What you can do is to create a local git branch based on your Hadoop version (here: branch-0.20-append) where you can integrate and test any relevant patches you need. Please understand that I will only describe the basic approach here — I do not go into details on how you can make sure to stay current with any changes to the Hadoop version you are tracking after you followed the steps below. There are a lot of splendid git introductions such as theGit Community Book that can explain this much better and thoroughly than I am able to.

# Make sure we are in branch-0.20-append before running the next command
$ git checkout branch-0.20-append

# Create your own local branch based on the latest version (HEAD) of the official branch-0.20-append
$ git checkout -b branch-0.20-append-yourbranch

Verify that the two append branches are identical up to now.

# Verify that your local branch and the "official" (remote) branch are identical
$ git show-branch branch-0.20-append branch-0.20-append-yourbranch
! [branch-0.20-append] HDFS-1554. New semantics for recoverLease. Contributed by Hairong Kuang.
 * [branch-0.20-append-yourbranch] HDFS-1554. New semantics for recoverLease. Contributed by Hairong Kuang.
--
+* [branch-0.20-append] HDFS-1554. New semantics for recoverLease. Contributed by Hairong Kuang.

# Yep, they are.

Apply the relevant patch to your branch. In the example below, I apply a backport of the patch for HDFS-611 forbranch-0.20-append via the file HDFS-611.branch-0.20-append.v1.patch.
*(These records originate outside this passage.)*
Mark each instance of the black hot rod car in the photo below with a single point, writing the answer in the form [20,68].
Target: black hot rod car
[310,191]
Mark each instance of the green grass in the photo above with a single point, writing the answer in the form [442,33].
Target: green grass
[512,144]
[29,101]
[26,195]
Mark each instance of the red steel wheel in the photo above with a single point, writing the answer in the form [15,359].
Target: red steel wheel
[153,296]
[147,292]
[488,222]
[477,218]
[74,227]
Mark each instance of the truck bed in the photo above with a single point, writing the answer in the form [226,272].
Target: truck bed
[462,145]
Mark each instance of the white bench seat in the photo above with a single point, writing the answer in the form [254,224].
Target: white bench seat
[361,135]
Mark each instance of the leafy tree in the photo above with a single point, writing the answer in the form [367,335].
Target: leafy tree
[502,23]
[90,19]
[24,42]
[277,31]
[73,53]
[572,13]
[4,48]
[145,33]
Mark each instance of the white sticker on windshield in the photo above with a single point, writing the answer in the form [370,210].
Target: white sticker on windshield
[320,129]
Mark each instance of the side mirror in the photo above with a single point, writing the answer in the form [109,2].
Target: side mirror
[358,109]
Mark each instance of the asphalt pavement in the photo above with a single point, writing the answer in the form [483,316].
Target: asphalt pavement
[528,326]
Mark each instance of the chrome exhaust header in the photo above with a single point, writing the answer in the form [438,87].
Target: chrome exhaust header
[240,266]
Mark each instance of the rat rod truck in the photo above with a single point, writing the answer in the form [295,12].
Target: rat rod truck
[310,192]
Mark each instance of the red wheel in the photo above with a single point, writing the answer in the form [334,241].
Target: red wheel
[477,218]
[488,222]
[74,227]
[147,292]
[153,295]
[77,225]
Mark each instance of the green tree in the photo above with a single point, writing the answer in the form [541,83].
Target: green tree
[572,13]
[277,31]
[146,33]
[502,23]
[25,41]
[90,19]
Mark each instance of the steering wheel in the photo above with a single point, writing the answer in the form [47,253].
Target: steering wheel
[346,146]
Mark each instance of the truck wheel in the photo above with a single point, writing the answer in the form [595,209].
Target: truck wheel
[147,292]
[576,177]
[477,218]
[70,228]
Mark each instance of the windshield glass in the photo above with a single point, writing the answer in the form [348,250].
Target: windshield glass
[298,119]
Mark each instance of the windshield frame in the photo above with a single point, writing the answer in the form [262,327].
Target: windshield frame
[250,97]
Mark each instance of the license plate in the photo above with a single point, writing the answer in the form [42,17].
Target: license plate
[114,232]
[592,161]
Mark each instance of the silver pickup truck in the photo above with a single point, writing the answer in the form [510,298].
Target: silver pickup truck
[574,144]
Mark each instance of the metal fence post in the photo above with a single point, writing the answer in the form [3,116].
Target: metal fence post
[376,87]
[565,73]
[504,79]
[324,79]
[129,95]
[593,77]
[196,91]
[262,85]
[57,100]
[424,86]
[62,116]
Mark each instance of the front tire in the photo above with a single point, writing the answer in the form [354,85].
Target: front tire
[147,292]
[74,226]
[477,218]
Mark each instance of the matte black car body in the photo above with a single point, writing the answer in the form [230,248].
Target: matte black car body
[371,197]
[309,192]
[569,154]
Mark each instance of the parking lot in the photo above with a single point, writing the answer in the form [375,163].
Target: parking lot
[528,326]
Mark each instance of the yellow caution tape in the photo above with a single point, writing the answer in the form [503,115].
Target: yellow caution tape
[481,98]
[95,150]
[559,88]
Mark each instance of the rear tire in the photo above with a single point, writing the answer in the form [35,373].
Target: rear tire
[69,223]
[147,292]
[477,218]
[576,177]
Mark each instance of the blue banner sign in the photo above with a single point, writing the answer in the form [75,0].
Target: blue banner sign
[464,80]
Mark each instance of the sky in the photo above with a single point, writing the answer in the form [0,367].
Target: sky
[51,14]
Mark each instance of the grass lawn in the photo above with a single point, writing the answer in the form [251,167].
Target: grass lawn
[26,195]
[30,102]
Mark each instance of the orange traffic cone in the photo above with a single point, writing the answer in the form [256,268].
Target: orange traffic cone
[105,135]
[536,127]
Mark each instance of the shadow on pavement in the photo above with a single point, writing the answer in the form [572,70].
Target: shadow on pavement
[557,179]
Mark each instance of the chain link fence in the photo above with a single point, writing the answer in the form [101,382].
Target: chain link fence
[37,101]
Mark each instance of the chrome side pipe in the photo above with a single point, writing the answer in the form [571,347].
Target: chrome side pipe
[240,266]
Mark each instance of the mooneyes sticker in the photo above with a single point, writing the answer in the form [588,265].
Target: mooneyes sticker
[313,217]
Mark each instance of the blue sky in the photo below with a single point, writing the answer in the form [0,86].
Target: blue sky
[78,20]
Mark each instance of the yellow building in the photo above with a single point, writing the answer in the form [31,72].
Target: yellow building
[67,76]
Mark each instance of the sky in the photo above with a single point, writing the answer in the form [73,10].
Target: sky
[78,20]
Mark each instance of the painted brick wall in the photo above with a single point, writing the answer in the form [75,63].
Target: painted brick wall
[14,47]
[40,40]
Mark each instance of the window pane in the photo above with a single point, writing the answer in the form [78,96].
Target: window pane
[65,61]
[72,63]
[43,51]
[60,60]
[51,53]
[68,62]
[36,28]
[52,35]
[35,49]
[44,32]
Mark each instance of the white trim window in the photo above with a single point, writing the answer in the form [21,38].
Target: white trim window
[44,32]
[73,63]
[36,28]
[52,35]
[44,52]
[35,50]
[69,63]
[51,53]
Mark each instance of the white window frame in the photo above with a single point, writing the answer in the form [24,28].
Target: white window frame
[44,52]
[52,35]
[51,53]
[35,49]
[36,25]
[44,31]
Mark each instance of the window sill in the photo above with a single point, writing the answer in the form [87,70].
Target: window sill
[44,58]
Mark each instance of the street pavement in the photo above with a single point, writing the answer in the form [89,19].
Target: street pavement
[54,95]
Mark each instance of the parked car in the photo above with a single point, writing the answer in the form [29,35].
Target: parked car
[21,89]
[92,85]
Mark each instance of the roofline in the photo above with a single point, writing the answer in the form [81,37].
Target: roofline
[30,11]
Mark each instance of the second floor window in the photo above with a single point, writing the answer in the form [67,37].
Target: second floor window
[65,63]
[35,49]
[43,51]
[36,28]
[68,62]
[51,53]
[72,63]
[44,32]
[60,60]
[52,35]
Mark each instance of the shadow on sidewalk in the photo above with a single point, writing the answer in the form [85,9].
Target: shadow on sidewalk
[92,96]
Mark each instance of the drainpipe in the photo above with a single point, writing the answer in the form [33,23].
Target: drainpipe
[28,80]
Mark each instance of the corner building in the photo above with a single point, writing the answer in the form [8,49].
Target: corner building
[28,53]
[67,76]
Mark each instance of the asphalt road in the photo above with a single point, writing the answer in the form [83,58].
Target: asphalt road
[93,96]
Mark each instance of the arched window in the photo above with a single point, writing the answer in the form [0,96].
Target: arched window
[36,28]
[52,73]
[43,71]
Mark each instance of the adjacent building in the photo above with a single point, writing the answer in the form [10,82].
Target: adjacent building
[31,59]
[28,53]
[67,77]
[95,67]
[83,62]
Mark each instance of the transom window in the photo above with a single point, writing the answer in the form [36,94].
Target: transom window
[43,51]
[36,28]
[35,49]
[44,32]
Note that this backport is not available on the HDFS-611 page — I created the backport myself based on the HDFS-611 patch for Hadoop 0.20.2 release (HDFS-611.branch-20.v6.patch).

# Apply the patch to your branch
$ patch -p1 < HDFS-611.branch-0.20-append.v1.patch

# Add any modified or newly created files from the patch to git's index
$ git add src/hdfs/org/apache/hadoop/hdfs/protocol/FSConstants.java \
         src/hdfs/org/apache/hadoop/hdfs/server/datanode/FSDataset.java \
         src/hdfs/org/apache/hadoop/hdfs/server/datanode/FSDatasetAsyncDiskService.java \
         src/test/org/apache/hadoop/hdfs/TestDFSRemove.java

# Commit the changes from the index to the repository
$ git commit -m "HDFS-611: Backport of HDFS-611 patch for Hadoop 0.20.2 release"

Verify that your patched branch is one commit ahead of the original (remote) append branch.

# Compare the commit histories of your local append branch and the original (remote) branch
$ git show-branch branch-0.20-append branch-0.20-append-yourbranch
! [branch-0.20-append] HDFS-1554. New semantics for recoverLease. Contributed by Hairong Kuang.
 * [branch-0.20-append-yourbranch] HDFS-611: Backport of HDFS-611 patch for Hadoop 0.20.2 release
--
 * [branch-0.20-append-yourbranch] HDFS-611: Backport of HDFS-611 patch for Hadoop 0.20.2 release
+* [branch-0.20-append] HDFS-1554. New semantics for recoverLease. Contributed by Hairong Kuang.

# Yep, it is exactly one commit ahead.

Voilà!

And by the way, if you want to see the commit differences between Hadoop 0.20.2 release, the official branch-0.20-append and your own, patched branch-0.20-append-yourbranch, run the following git command:

$ git show-branch release-0.20.2 branch-0.20-append branch-0.20-append-yourbranch

Conclusion

I hope this article helps you to build a Hadoop 0.20.x version for running HBase 0.90.2 on in a production environment. Your feedback and comments are as always appreciated.